Although a mixture of ketamine and morphine is an extreme measure for such a young person, her mum said it has helped improve her quality of life.
Karina said: “I shouldn’t have to see fresh blood coming out of my baby girl’s body.
“It’s impossible to explain what this does to a mother.
“Every new drug that she is put on breaks my heart a little bit more.
“I feel like I’m on a countdown with her.
“I can’t get over the fact that, day in, day out, I have to watch my little girl slowly dying in front of my eyes.
“So I try to concentrate on seeing a positive – the quality of life that these drugs actually give her.
“Before she was put on her PCA pump, a pump connected to an IV line that delivers a small but constant flow of pain relief, Melody was constantly in pain, to the extent that she didn’t want to even sit up because she couldn’t handle it.
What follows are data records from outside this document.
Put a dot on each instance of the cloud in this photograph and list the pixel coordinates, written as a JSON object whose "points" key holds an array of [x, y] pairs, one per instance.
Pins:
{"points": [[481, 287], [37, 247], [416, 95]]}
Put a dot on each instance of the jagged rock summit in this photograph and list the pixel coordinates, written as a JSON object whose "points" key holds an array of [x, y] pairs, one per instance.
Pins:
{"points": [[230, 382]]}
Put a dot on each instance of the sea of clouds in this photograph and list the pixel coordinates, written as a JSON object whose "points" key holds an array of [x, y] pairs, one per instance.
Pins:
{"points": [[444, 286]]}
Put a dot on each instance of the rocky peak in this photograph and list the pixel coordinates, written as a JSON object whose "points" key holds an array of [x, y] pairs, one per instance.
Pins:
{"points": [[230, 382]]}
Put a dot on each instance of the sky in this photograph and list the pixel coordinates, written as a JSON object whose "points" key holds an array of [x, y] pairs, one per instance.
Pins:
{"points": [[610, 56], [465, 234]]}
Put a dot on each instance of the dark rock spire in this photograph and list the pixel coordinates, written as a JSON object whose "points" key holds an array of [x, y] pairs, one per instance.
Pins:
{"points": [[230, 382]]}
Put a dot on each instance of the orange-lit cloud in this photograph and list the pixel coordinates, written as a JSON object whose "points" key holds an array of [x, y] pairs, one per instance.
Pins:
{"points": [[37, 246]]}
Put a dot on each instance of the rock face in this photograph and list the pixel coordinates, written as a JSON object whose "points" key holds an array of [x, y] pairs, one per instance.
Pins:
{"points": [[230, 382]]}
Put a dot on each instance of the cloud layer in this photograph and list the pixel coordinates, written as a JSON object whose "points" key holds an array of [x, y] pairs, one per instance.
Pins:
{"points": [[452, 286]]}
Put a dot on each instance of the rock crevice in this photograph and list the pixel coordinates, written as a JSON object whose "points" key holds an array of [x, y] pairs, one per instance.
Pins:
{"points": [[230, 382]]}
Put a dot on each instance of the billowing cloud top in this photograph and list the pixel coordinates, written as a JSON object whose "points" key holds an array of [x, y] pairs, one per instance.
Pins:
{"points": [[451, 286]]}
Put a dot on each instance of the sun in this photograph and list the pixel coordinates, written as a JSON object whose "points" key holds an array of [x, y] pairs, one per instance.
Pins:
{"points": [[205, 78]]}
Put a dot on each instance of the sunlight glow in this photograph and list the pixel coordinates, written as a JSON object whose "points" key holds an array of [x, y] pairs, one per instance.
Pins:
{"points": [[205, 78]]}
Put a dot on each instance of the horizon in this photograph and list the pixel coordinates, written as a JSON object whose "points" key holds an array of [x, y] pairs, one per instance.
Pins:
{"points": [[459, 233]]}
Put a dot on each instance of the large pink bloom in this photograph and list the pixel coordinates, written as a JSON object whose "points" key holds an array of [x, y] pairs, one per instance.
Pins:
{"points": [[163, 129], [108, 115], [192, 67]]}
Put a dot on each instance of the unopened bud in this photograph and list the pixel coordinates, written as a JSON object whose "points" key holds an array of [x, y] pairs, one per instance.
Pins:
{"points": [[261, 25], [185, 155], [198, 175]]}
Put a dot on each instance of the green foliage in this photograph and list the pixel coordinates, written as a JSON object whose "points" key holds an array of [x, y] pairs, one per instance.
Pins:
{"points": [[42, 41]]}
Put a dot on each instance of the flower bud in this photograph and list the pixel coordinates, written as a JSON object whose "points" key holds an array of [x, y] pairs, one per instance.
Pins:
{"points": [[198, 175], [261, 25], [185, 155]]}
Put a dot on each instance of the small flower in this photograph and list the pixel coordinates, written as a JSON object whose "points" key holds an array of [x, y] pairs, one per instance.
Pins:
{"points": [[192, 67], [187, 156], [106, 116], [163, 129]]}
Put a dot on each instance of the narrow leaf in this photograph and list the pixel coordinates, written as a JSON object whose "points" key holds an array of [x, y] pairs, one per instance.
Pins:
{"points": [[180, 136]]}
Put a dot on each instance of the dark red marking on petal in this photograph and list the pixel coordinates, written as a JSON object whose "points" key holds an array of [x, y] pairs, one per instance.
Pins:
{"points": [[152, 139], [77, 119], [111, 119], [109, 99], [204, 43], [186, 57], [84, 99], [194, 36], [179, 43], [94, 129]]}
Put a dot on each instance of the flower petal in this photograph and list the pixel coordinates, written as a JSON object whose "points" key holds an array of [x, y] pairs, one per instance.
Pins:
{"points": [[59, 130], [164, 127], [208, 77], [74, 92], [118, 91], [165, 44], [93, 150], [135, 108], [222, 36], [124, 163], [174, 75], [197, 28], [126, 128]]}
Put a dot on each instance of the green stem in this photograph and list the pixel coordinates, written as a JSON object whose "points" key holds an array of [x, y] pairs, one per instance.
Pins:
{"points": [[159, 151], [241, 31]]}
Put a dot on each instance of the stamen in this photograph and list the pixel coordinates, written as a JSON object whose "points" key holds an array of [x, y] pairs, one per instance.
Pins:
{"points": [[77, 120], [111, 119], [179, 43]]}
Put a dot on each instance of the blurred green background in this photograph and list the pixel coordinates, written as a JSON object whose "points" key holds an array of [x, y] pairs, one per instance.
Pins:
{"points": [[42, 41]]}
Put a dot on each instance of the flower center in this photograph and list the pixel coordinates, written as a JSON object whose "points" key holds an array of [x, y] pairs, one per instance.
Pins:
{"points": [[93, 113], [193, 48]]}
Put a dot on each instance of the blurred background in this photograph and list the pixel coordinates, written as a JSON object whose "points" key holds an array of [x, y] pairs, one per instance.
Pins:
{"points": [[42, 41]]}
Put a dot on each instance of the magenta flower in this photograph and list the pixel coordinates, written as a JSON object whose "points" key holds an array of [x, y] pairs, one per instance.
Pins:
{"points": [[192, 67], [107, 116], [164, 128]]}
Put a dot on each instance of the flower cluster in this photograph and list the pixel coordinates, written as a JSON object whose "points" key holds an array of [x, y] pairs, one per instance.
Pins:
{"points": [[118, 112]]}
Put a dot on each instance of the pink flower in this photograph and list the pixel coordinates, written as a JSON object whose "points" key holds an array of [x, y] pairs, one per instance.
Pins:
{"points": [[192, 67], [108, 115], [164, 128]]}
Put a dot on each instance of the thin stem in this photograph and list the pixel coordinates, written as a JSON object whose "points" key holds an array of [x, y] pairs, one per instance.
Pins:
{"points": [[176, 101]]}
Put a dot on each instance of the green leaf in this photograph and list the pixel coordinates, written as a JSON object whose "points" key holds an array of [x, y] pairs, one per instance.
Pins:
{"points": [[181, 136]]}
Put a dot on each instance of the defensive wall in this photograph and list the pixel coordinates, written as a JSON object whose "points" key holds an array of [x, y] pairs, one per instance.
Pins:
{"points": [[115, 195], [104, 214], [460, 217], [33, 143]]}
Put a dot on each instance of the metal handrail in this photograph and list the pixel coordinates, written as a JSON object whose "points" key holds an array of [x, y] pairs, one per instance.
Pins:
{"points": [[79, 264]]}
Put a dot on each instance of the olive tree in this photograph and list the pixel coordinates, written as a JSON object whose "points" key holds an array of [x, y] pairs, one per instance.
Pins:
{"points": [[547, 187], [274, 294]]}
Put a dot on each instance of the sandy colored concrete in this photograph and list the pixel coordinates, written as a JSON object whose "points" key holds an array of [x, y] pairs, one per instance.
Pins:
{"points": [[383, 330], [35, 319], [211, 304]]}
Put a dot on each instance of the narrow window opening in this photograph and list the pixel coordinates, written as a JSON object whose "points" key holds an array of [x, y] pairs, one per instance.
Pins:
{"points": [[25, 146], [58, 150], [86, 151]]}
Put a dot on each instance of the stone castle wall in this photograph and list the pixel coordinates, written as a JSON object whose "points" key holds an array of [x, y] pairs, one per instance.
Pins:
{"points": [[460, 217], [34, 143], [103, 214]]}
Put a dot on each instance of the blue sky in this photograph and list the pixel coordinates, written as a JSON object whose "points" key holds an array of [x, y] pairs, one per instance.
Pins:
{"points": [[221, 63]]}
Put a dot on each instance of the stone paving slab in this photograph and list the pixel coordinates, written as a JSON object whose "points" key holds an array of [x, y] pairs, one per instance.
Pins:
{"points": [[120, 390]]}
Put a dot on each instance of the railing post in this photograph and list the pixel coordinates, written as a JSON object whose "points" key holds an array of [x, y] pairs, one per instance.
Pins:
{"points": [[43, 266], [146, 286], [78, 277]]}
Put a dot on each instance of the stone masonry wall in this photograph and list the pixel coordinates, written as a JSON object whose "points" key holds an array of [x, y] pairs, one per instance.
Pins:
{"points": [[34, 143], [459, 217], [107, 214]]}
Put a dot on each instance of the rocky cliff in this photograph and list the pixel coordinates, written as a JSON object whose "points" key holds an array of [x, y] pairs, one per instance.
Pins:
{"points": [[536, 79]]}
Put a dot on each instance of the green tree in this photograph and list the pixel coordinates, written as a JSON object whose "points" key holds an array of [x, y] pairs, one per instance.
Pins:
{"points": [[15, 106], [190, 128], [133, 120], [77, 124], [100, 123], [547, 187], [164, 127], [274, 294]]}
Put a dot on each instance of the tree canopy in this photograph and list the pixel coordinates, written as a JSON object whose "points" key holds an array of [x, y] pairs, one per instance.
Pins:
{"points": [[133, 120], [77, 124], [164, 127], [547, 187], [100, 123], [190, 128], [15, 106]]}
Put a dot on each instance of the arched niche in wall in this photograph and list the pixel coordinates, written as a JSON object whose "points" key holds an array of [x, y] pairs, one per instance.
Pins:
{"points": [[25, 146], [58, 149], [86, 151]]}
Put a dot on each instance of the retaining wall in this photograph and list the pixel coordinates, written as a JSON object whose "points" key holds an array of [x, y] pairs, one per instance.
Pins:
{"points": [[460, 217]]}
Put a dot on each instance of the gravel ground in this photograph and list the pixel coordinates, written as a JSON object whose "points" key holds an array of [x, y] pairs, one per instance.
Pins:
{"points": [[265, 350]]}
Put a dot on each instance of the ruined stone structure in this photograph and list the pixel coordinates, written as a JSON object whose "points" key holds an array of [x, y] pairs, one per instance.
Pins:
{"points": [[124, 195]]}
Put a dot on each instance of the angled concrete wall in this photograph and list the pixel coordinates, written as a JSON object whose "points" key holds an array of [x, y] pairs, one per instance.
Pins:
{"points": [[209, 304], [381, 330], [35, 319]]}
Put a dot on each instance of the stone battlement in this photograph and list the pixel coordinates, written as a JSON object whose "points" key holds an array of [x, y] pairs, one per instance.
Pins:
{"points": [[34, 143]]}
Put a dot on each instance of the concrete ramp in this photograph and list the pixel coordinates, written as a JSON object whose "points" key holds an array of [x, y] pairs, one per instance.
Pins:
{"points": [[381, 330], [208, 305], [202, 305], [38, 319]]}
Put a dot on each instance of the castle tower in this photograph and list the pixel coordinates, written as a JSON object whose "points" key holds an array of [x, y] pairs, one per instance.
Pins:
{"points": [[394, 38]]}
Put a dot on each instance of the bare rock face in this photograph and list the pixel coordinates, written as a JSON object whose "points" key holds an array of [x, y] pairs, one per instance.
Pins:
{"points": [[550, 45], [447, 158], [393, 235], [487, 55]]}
“Her eyes were always swollen closed, she was always covered in bruises, as a result of internal bleeding.
“She couldn’t even sit up before but now she is happy.
“Some days if you looked at her you wouldn’t even know she had all these things wrong with her.
“What scares me is that if she had been taken away from me, she would have given up on life.
“She’s so family-orientated.
“She can’t generally talk but she turned around the other day and said to Nigel ‘I love you’.”
A spokesman for Shooting Star Chase said the hospice currently cares for 700 families across London and Surrey who have a child with a life-limiting condition and that they regularly meet with professionals to ensure they have a full understanding of a child’s needs.
He added: “Our qualified nurses and carers work to a professional code of conduct and have an obligation to raise any issues in order to resolve them in the best interest of the child.
“We have been in communication with the Driscoll family to explain our processes in line with regulatory obligations, and are happy to continue that communication should the family wish to do so.”